Oleh: Hersubeno Arief*
(Wartawan senior, Konsultan media)
Jika tak ada aral melintang Partai Gerindra akan segera mendeklarasikan Prabowo Subianto sebagai capres 2019. Keputusan itu untuk sementara akan mengakhiri spekulasi tentang masa depan politik Prabowo, sekaligus memberi gambaran kepada kita peta pertempuran pada Pilpres 2019.
Pertama, pencapresan Prabowo akan membuat internal Gerindra menjadi solid dan lebih pede menghadapi pemilu, terutama pileg. Bagaimanapun Prabowo merupakan magnet utama mengapa publik menjatuhkan pilihannya kepada Gerindra.
Kedua, menutup peluang kemungkinan terjadinya skenario Jokowi menghadapi kotak kosong, atau capres/cawapres boneka. Jika itu terjadi akan menjadi catatan buruk dalam proses demokrasi di Indonesia.

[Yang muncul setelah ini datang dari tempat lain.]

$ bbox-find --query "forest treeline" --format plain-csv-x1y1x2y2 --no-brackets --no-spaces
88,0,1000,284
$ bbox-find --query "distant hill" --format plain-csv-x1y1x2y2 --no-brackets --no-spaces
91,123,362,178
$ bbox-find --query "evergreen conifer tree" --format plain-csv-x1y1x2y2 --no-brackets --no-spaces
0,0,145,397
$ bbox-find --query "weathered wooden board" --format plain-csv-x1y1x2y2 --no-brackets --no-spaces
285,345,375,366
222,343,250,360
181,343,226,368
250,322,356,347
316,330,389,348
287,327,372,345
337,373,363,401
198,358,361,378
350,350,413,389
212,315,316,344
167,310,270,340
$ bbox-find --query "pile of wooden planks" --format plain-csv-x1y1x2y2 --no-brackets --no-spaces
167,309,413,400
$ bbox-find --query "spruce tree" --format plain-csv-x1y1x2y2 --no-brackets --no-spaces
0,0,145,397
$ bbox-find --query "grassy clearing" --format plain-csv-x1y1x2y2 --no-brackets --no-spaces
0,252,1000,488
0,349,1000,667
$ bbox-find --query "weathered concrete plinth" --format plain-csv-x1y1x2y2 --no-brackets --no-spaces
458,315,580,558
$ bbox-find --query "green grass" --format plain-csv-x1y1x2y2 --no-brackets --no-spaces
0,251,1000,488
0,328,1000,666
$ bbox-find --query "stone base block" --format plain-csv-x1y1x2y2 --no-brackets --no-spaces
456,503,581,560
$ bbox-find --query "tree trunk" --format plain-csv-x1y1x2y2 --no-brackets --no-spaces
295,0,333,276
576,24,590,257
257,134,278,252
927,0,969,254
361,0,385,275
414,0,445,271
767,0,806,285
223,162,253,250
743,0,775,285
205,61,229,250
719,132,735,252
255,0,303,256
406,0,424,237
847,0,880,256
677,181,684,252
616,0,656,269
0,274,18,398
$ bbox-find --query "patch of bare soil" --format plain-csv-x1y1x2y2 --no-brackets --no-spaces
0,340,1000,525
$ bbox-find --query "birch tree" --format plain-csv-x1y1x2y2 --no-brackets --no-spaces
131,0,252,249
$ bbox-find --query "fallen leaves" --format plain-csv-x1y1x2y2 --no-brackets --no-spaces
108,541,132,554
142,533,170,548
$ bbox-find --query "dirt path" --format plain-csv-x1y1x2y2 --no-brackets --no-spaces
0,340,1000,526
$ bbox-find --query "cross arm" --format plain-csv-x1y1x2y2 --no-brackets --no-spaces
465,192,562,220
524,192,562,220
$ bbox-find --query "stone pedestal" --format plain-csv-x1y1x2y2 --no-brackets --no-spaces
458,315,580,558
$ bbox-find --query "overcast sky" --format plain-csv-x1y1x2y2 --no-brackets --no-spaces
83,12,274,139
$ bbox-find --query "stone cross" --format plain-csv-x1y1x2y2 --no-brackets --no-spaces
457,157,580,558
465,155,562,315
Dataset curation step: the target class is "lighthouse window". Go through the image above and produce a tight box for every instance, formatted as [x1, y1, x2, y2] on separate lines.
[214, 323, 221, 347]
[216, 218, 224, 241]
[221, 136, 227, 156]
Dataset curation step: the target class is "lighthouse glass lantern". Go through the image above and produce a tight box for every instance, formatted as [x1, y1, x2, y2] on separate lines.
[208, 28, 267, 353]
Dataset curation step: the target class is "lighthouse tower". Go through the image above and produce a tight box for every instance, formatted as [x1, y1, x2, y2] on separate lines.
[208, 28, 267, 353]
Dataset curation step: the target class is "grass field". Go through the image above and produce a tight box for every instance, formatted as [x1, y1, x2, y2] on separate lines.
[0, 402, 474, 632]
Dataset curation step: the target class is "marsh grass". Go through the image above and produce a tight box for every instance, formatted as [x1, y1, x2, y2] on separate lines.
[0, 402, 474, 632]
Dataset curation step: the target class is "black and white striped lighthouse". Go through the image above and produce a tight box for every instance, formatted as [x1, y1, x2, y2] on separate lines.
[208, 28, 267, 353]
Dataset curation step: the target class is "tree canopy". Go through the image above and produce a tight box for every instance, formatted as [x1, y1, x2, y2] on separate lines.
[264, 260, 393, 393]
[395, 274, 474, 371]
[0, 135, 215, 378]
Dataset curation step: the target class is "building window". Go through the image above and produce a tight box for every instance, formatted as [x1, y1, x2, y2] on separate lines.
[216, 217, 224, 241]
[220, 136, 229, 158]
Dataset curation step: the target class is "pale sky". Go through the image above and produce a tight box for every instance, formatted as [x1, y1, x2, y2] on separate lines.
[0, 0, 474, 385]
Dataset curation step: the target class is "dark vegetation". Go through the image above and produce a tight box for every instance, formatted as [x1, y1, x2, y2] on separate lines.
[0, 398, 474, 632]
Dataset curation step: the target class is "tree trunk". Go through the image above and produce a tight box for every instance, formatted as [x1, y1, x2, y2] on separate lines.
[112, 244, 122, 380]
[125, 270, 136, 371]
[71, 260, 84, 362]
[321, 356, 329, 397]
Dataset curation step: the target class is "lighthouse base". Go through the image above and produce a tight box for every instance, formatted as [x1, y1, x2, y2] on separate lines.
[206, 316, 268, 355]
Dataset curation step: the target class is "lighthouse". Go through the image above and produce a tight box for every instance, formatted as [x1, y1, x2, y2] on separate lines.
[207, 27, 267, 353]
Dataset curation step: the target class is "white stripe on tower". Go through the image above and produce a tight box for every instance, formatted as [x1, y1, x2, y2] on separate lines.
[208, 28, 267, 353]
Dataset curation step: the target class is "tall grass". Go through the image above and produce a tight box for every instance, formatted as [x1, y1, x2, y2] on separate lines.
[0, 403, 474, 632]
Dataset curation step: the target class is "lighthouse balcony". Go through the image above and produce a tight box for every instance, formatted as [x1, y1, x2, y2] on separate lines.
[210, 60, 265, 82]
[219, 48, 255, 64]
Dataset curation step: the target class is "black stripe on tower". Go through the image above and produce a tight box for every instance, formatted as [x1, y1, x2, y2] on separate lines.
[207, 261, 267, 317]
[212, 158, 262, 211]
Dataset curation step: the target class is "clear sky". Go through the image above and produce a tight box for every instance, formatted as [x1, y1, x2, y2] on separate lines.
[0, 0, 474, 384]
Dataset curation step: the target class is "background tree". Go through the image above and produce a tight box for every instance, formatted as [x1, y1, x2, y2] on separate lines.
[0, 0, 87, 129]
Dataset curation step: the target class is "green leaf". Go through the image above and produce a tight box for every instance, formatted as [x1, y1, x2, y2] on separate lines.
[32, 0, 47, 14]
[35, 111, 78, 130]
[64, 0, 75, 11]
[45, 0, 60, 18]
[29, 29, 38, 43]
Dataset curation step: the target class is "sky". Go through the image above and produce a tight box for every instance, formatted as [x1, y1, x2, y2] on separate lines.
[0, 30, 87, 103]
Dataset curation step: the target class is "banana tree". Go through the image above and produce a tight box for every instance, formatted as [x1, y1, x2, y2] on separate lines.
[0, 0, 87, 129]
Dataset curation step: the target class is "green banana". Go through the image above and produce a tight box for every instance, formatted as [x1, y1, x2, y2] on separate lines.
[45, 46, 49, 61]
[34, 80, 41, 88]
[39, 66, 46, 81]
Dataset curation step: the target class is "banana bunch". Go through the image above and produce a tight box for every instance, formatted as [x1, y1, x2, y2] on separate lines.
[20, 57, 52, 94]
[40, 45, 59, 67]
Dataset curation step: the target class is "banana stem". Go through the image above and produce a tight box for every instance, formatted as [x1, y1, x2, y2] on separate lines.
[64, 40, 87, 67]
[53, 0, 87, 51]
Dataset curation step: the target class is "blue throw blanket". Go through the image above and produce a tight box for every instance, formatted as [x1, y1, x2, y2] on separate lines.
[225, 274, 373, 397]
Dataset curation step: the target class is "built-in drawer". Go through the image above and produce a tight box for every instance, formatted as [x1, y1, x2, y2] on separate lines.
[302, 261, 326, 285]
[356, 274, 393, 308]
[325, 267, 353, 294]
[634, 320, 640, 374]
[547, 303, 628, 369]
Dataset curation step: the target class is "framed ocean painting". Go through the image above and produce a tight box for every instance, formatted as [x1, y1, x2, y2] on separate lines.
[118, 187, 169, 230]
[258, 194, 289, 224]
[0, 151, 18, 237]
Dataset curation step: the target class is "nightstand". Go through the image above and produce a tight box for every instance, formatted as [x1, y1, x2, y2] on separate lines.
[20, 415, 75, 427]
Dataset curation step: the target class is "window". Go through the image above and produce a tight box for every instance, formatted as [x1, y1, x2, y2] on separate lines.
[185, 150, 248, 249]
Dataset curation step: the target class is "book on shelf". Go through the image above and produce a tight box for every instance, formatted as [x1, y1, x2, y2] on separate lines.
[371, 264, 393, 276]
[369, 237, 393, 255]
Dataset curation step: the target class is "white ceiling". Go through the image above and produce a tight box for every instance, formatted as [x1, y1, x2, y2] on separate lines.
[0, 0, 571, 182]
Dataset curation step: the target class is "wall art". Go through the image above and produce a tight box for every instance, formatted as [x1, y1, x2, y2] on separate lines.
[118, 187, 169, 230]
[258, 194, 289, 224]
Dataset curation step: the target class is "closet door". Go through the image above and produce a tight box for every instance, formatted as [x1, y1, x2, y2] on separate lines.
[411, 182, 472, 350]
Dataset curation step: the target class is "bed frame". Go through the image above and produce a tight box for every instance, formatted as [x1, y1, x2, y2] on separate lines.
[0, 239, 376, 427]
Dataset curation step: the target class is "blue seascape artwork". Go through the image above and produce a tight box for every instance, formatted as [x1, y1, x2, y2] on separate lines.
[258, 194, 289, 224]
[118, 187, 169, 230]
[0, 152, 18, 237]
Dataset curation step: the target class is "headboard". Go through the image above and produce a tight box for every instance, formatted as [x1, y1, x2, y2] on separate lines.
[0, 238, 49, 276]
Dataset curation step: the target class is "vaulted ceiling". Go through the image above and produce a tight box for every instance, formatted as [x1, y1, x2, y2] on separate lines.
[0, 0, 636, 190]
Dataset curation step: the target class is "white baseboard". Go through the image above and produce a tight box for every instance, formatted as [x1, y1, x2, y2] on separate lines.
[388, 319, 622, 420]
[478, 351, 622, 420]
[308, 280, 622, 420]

Ketiga, Pilpres 2019 akan menjadi pertarungan klasik, head to head antara Jokowi Vs Prabowo. Poros ketiga sangat sulit diwujudkan.
Dengan syarat presidential threshold 20% (kursi), 25% (suara nasional), Gerindra sudah hampir pasti berkoalisi dengan PKS. Tiga partai tersisa yang bisa membentuk poros baru, yakni Demokrat, PKB, dan PAN sulit untuk menemukan titik temu.
PAN cenderung bergabung dengan poros Prabowo, sementara PKB kemungkinan besar kembali bersama Jokowi. Demokrat seperti biasa berada dalam posisi “diantara” (in between), namun kali ini punya kecenderungan kuat ingin bergabung dengan Jokowi.
Antara Legasi dan Ambisi
Keputusan Prabowo bila benar akan kembali maju bertarung, selain melegakan internal Gerindra, juga merupakan kabar baik bagi Jokowi. Sebab bila terpaksa harus bertarung, apalagi head to head, Prabowo adalah pilihan terbaik. Secara elektabilitas, maupun sumber daya finansialnya, kekuatannya sudah bisa diukur.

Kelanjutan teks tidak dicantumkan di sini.